Le parti se réfugie volontiers derrière le terme « antisionisme », mais laisse régulièrement percer ce qui le mine : ainsi Mélenchon distingue-t-il « les Français »… et « les Juifs ». « En quelques mois seulement, écrit Malka, la passion obsessionnelle des Insoumis a transformé les Français en Juifs. L’extrême droite n’y était pas parvenue en plusieurs décennies. » (p. 41)

De fait, la presse d’extrême droite la plus radicale, comme Rivarol, délaisse désormais le RN pour encenser… Mélenchon, qui « sauve l’honneur de la France ». Un « honneur » qui passe, entre autres, par des allusions aux fours pour se moquer des Juifs (Malka joint à la fin de sa plaidoirie plusieurs des 110 pièces du dossier), ou par la contestation de la réalité des crimes du 7 octobre, attribués selon l’ignoble Guiraud aux Juifs eux-mêmes.

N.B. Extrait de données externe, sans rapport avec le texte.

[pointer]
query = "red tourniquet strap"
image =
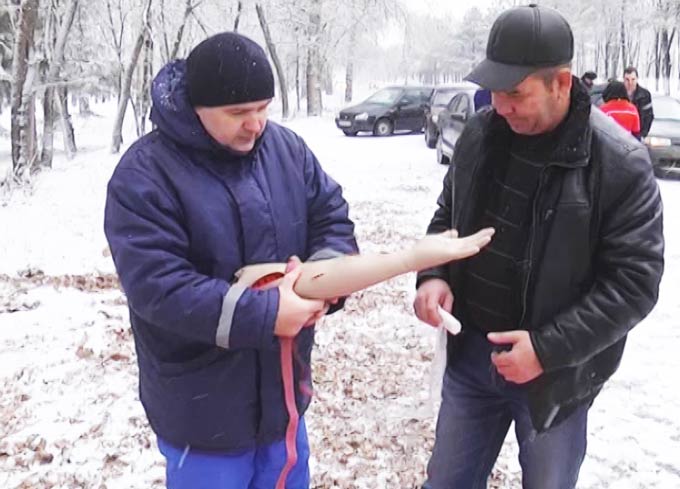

Dans une effroyable montée en intensité, Malka termine en montrant que Mélenchon instrumentalise sciemment l’antisémitisme, cette « providence », pour Maurras, sans laquelle « tout paraît impossible ; par elle, tout s’arrange, s’aplanit et se simplifie » (p. 51).

« Quel est donc ce procès où l’on tente de faire taire ceux qui dénoncent la haine plutôt que ceux qui la propagent ? Ils se disent insoumis pour mieux soumettre ceux qui ne pensent pas comme eux, ceux qui dénoncent le danger qu’ils représentent. Ils vous demandent, vous, le tribunal, de faire de la loi de 1881 un instrument de conquête du pouvoir au profit de l’obscurantisme. » (p. 43)

La plainte de LFI a été rejetée, le tribunal rappelant que « le style et l’attitude de certains représentants de ce mouvement, et en premier lieu de son fondateur, ainsi que leur langage outrancier et violent » ne permettent nullement de condamner Enthoven.

Alors, merci Maître Malka : merci d’avoir encore le courage de défendre la raison, de dénoncer la haine, d’alerter contre les stratégies les plus ignobles d’hommes politiques qui s’amusent à attiser un feu qui, si nous ne l’éteignons pas avec détermination, pourrait embraser nos démocraties finissantes. Ceux qui voteront pour ce parti de la honte ne pourront pas dire qu’ils ne savaient pas.